Así se la pasó durante dos años de su
preparación universitaria. En ese período pasó por las experiencias más
sublimes, pero también las más trágicas. Una tarde,
casi a punto de terminar la jornada de placer-trabajo, su hermano llegó, y en
medio de lágrimas, le dijo:
-
Héctor, madre ha sufrido un accidente de tránsito y está gravísima, tenemos que
ir a verla al hospital.
Ni bien escuchó eso, salió disparado de la
biblioteca. Estar al lado de la única mujer que lo había amado, pesaba más que
una estancia en medio de libros, sobre todo cuando ella estaba en dificultades.
Llegada la hora de visitas de la tarde,
entraron Héctor y su hermano a la sección donde estaba internada su madre.

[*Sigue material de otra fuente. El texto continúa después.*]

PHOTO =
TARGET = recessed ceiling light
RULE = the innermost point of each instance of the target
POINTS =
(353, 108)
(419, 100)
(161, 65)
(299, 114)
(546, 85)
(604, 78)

Antes de verla directamente, el doctor encargado les dijo:
-
Muchachos, tienen que ser fuertes. Su madre aún está viva,
pero su accidente ha sido tan grave que en cualquier momento morirá. Traten de
darle una compañía de calidad en sus últimos momentos.
La noticia les cayó como un baldazo de
agua fría. El hermano mayor comenzó a llorar desconsoladamente y hasta quiso
maldecir a dios. En ese momento, y contra toda posibilidad previsible, Héctor
le dijo:
-
Carajo, tú sabes que madre está grave y vienes con lloriqueos propios de
personas inestables. Vamos con calma, sécate esos ojos, he traído algo que le
dará paz a su alma.
Tal carajeada logró que su hermano se
allanara a la exigencia. A lo lejos, consciente de su próxima muerte, aunque en
medio de dolores inmensos, la madre vio que sus hijos se acercaban.

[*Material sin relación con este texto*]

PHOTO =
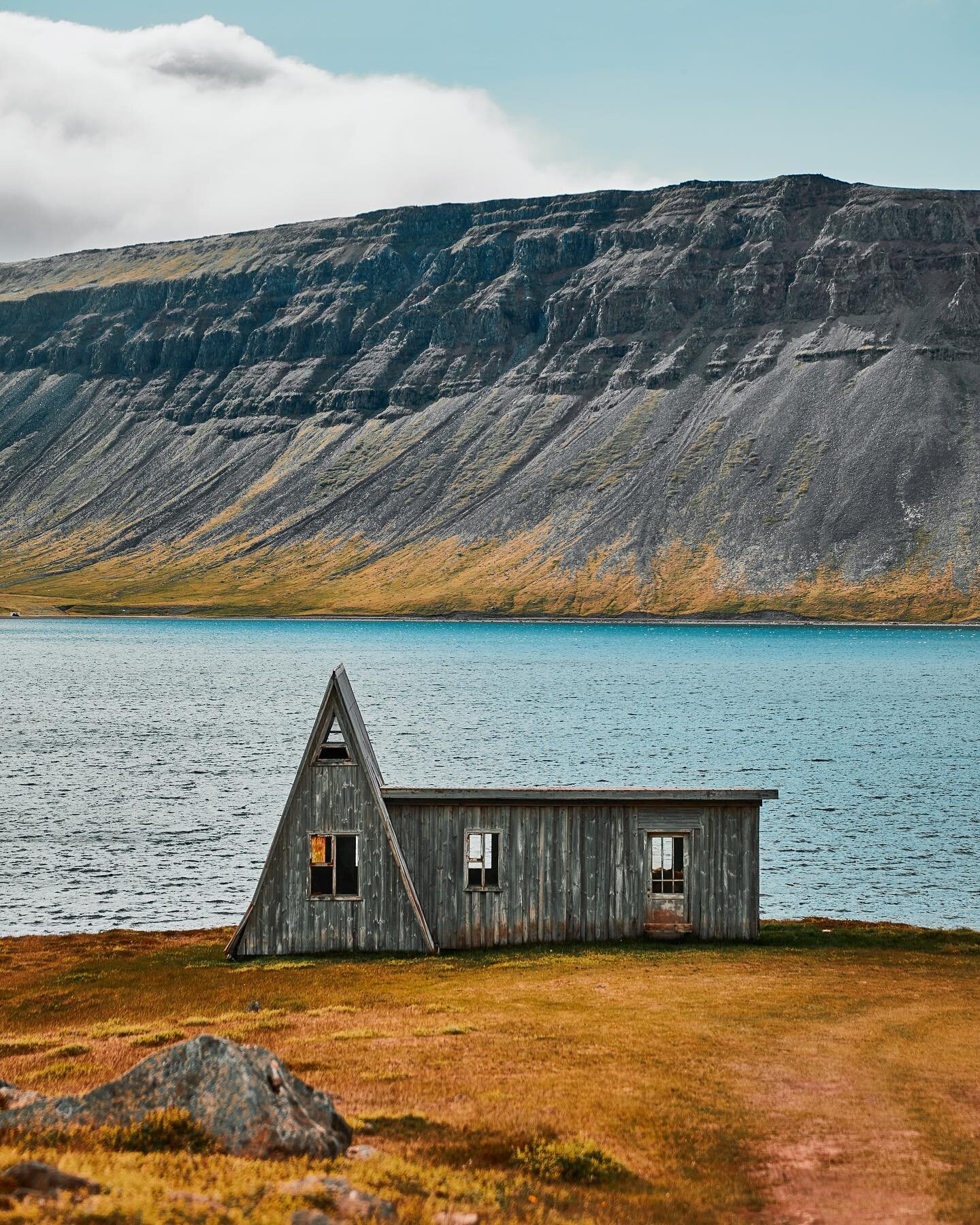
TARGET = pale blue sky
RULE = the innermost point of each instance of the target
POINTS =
(882, 91)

Llegados a su lecho. Héctor y su hermano
se arrodillaron frente a su madre, como quien se arrodilla frente a la estatua
de una imagen sagrada. Ella les dio su bendición.
En eso, Héctor sacó algo de su morral, y le dijo a su madre:
Mamá,
¿te acuerdas cuando nos leías cuentos a mi hermano y a mí? ¿Y cómo nos
quedábamos dormidos, curando las penas por tu separación con nuestro padre? Bueno,
yo no me quedaba tan dormido. Te notaba que leías con nostalgia un ejemplar de La Madre de Gorki. Mira, aquí he sacado de la biblioteca una edición reciente
de esa novela.
Entonces, le recitó los pasajes que a ella
siempre le parecieron los más sublimes en esa obra: No se puede matar a un alma resucitada. La verdad y la razón no se pueden
apagar ni con mares de sangre.
Ante esta demostración de cariño, la madre
se conmovió profundamente, y el dolor dejó de importarle. Entonces Héctor la
abrazó y se despidió. Cuando hizo lo propio, el primogénito se acercó a su
madre y a manera de despedida le dijo:
-
Descansa tranquila, madrecita, tenías mucha razón cuando dijiste que Héctor me
iba a superar. Te prometo que no nos pelearemos nunca y honraremos de esa
manera tu recuerdo.
La madre murió tranquila esa misma tarde,
abrazando a sus hijos y al libro de su juventud y de su soledad. Al día
siguiente, Héctor devolvió la obra a su lugar, y se hizo la firme promesa de
llegar a ser algún día el director de esa biblioteca.